Currently, we search for and aggregate 9,145 keywords. All of these keywords are designed to identeify country-level crises and discrete events. The original list of keywords was oriented towards identifying crisis events, but in different systems (ie., crisis events that could be traced to political systems, economic systems, etc.). That approach has been put on the shelf for the moment, as we do not have enough computing power to search for as many keywords as we would like. We are limited by our basic web hosting service to a certain amount of computer processing minutes a day, and we butt up against that nicely.
Because our country-level intensity is a reflection of an aggregation of keywords and a comparison of that hour’s news cycle churn with a measure of the previous 167 news cycles, our results will be funny until we have enough data to create a solid 7 day base case.
Eventually, we will build upon this discrete event model with a model that does incorporate different national systems; being able to highlight tension within distinct systems is a way of more clearly identifying potential tipping points.

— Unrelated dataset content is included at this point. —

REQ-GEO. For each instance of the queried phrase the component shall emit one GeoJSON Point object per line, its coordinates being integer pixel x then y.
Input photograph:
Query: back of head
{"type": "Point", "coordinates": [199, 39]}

These additional systmes will not be entirely comprised of media churn, but other kinds of churn as well (poll numbers, stock movement, currency valuations, etc).
Our first map was launched today on our main page. It is a DIY map that has been augmented with data from our model, currently to be updated every two hours, but potentially to be updated more frequently in the near future.
We’ll let you know if something like that happens.
Right now, the map displays the relative intensity of different countries compared to their base case, which is determined for one week’s worth of news stories. Current news getters are protests in Brazil, protests in Thailand and churn regarding the black market in Zimbabwe. Nothing incredibly out of the ordinary.
Some other bigger hits come from Morocco and Slovakia. Our hits from Morocco pop up regarding a story about a former GITMO detainee who was returned to the UK, but who had previously been secretly imprisoned in Morocco. He was accused, in part, of being interested in the construction of nuclear weapons. This could be seen as an erroneous hit, and indicates options for improving the model’s performance. In Slovakia, there was a bad bus crash.
We will continue to improve our model, offer more maps, and explore discrete events as they happen.